Beekman Boys Sauces, Spices, Granolas And More Will Soon Come To Target
The concept: easily-found, mass-market, premade goods that also happen to be high quality and come from small farmers.
Beekman Boys Sauces, Spices, Granolas And More Will Soon Come To Target
The concept: easily-found, mass-market, premade goods that also happen to be high quality and come from small farmers.
After more than a decade of what NPR calls “explosive growth,” farmers markets seem to be hitting a sort of saturation: The number of farmers markets is stabilizing, leading some to believe that most communities that can economically support a farmers market already have one. That’s good news – it means that this country is moving beyond the trend of farmers markets into something more secure – but it also leaves a huge hole for growth. The Beekman Boys, as they will forever be called, think that hole can be found right in the middle of the grocery store.

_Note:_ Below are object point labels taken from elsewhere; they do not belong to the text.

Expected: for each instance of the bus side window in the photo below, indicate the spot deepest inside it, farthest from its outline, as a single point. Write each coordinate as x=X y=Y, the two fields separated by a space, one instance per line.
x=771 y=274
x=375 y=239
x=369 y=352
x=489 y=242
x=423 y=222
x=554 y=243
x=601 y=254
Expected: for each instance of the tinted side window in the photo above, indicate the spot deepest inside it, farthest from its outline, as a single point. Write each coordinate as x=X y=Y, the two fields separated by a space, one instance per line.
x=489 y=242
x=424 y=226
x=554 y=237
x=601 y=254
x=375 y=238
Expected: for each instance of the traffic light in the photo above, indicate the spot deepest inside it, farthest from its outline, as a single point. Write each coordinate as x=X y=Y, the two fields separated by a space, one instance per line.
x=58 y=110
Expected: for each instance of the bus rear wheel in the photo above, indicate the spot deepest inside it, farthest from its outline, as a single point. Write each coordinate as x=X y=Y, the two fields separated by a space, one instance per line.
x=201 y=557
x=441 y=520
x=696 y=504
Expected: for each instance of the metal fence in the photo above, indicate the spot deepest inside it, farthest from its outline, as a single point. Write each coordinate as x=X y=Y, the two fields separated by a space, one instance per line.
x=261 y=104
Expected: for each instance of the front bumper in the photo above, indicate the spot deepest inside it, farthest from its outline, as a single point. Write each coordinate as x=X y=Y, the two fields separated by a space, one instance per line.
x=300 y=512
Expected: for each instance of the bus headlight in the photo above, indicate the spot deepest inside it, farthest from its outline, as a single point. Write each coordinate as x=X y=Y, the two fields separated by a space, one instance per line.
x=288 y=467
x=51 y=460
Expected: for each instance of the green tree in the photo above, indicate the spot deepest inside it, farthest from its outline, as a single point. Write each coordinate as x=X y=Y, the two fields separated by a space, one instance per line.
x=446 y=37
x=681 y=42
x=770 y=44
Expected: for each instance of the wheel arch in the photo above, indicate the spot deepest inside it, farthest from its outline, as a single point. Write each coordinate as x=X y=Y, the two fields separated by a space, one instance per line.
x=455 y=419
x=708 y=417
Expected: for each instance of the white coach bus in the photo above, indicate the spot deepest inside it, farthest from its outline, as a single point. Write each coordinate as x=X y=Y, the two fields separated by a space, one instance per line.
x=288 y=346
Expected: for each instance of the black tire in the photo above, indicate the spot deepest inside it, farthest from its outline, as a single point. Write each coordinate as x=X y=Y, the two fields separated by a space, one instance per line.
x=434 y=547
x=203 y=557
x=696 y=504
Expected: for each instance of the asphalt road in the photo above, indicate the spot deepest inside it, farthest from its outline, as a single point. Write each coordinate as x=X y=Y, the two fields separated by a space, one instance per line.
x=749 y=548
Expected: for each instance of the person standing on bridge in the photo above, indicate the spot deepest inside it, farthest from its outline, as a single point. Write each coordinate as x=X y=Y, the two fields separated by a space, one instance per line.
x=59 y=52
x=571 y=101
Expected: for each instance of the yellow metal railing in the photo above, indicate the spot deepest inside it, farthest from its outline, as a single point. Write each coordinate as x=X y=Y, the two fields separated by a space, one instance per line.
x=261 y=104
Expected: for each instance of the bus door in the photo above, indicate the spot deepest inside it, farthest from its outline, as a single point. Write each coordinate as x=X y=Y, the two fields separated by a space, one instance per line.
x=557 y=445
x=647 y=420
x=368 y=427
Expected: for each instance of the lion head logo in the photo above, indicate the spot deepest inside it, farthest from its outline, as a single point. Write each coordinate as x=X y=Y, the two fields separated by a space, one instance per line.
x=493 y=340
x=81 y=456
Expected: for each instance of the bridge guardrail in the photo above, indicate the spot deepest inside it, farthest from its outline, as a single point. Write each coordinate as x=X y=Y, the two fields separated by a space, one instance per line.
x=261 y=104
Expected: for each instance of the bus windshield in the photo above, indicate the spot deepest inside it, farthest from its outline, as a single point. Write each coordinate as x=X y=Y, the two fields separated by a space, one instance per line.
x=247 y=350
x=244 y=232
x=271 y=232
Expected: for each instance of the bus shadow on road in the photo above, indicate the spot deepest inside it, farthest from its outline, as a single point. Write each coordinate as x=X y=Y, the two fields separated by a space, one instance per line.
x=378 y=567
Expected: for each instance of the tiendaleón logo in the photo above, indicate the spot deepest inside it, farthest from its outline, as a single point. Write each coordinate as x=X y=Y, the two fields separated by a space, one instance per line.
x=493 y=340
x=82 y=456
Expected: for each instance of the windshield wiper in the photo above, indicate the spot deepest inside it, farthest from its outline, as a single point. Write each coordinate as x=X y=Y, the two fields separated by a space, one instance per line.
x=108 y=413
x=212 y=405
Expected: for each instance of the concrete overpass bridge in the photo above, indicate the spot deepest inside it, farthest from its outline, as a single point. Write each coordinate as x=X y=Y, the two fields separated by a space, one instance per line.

Married couple Josh Kilmer-Purcell and Brent Ridge purchased Beekman Farm in upstate New York in 2007, and relocated there full-time after losing their city jobs during the economic crash. After winning The Amazing Race (before which they filmed two seasons of a reality show entitled The Fabulous Beekman Boys), they were able to pay off their mortgage and move slightly away from the game-of-pennies difficulty that is day-to-day farming on a small scale, and instead work on advocacy projects.
Their first major success was in a line of tomato sauce for Target. Twenty-five percent of the proceeds from the sauce went to needy small farmers, and evidently Target was pleased with the project because it’s about to be hugely expanded. A whopping 48 products under the Beekman name will be coming to all 1,200 full-grocery Target stores, nationwide. Those products will range from sauces to salad dressings to spice mixes to pre-made baking mixes to granolas.
“We realize how hard it is for small farms to make it, and even though chefs have been great about promoting farm-to-table, and farmers markets have been growing, that’s still such a very very small percentage of the amount of money that America spends on food,” says Ridge in a phone interview. A huge portion of the amount of food purchased by Americans is not fresh produce or protein, but packaged goods. “We’re trying to figure out how we can get small farms represented in the middle aisles of the grocery store, because that’s where the money is spent,” he says.
That’s a pretty savvy initiative, but its effectiveness is hampered, in some ways, by its ambitions. Small farmers, because they’re small, often run out of supply, and that kind of thing doesn’t work for Target. “Target would never do a product that a customer can come one week and find it, and the next week and not find it,” says Ridge. That’s a big problem: If the Boys make, say, a chevre-buttermilk salad dressing (that’s not a random example, they really do make that), it would come as no surprise that they might run out of goat’s milk from their supplier before meeting Target’s demand.
In that case, they’ll branch out to larger and larger farms to make up the difference. Ridge calls this a “blended product,” and notes that because of the differences between local suppliers, there would be no real way to mandate a certain percentage of small-farm-produced ingredients in each product. “We always say we want to aim for organic when possible, non-GMO when possible, and working with small farms as much as possible,” says Ridge. “We can’t always hit all three criteria to get to the price we need to get the product on the shelf, but those are always our top three goals.”
Regardless of how much small-farm-produced materials actually end up in the jar (or bottle, or packet, or bag), the idea of creating a line of easily-found, pre-packaged goods made as much as possible with high-quality, small-producer ingredients is a totally worthy and innovative one.
The line will come in full to Target stores nationwide starting in November.